Two-dimensional Airy waves and three-wave solitons in quadratic media

TL;DR

This paper explores the dynamics and interactions of two-dimensional Airy waves and three-component solitons in quadratic media, revealing stable solutions, vortex imprinting, and diverse collision behaviors in optical and Bose-Einstein systems.

Contribution

It introduces exact stable solutions for 2D Airy waves in quadratic media and systematically studies their interactions and collision outcomes.

Findings

Stable 2D Airy wave solutions are found in quadratic media.

Airy wave interactions can produce soliton pairs or debris depending on vorticity.

Collision behaviors include merger, elastic passage, and bounce-back depending on velocities.

Abstract

We address the dynamics of two-dimensional (2D) truncated Airy waves and three-component solitons in the system of two fundamental-frequency and second-harmonic fields, coupled by quadratic (chi^(2)) terms. The system models second-harmonic-generating optical media and atomic-molecular mixtures in Bose-Einstein condensates. In addition to stable solitons, the system maintains truncated-Airy-waves states in either one of the fundamental-frequency components, represented by exact solutions, which are stable, unlike the Airy waves in the degenerate (two-component) chi^(2) system.
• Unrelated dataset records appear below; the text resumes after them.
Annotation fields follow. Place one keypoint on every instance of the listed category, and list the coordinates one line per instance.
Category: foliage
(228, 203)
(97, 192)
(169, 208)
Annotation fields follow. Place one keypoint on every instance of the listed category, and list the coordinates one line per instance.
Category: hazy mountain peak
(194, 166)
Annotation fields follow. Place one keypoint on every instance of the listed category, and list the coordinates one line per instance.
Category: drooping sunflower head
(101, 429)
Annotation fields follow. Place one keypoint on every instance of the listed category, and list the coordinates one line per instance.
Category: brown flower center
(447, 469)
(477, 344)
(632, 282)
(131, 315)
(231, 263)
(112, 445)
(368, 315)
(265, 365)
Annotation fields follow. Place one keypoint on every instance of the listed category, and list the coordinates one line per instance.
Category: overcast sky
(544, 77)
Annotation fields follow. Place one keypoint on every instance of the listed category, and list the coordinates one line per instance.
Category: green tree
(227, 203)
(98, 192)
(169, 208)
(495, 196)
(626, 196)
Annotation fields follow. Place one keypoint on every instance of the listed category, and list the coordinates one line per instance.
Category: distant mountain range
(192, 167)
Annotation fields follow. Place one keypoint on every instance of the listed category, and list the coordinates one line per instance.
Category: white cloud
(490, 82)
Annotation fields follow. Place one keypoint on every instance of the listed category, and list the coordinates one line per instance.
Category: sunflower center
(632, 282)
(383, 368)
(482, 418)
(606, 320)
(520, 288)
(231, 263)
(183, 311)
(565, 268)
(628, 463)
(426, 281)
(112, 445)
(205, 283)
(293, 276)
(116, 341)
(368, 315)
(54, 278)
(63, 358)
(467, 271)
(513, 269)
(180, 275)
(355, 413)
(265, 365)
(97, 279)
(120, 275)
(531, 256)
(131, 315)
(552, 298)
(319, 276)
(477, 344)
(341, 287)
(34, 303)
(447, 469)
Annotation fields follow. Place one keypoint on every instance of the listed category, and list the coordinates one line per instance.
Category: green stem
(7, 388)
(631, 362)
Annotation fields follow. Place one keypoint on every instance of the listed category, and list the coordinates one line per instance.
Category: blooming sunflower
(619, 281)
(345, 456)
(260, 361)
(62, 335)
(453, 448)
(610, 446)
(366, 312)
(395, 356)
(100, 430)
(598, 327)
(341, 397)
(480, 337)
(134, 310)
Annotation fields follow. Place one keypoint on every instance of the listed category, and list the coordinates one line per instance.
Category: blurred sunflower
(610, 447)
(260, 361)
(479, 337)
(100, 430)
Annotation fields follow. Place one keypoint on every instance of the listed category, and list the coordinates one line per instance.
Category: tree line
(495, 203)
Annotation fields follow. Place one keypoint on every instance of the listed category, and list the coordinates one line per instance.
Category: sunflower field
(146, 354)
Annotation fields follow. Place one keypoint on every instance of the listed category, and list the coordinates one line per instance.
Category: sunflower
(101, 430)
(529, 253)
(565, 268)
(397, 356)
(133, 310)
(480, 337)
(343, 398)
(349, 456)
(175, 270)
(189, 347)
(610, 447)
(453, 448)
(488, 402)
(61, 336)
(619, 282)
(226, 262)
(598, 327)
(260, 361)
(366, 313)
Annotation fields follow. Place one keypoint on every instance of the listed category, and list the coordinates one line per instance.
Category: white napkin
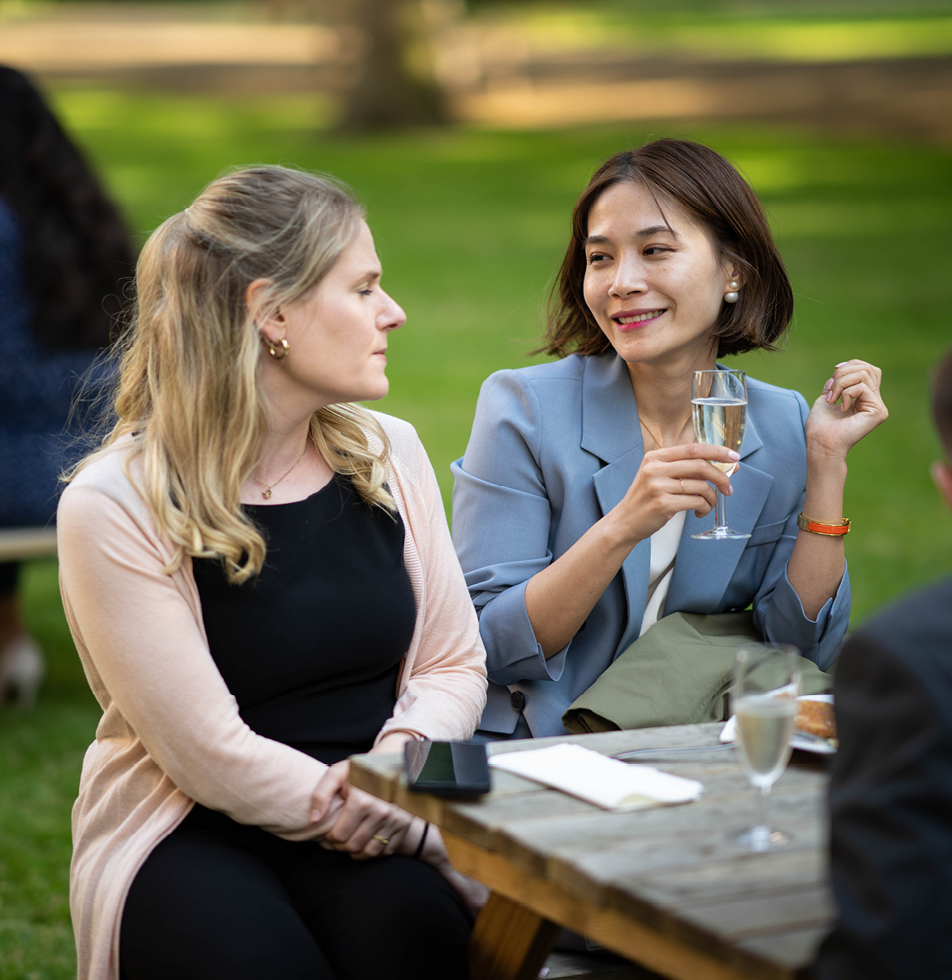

It is also possible to imprint vorticity onto the 2D Airy modes. By means of systematic simulations, we examine interactions between truncated Airy waves originally carried by different fundamental-frequency components which are bending in opposite directions, through the second-harmonic field. The interaction leads to fusion of the input into a pair of narrow solitons. This is opposed to what happens in the 1D system, where the interacting Airy waves split into a large number of solitons. The interaction of truncated Airy waves carrying identical imprinted vorticities creates an additional pair of solitons, while opposite vorticities create a set of small-amplitude "debris" in the output. Slowly moving solitons colliding with a heavy truncated Airy wave bounce back, faster ones are absorbed by it, and collisions are quasi-elastic for fast solitons. Soliton-soliton collisions lead to merger into a single mode, or elastic passage, for lower and higher velocities, respectively.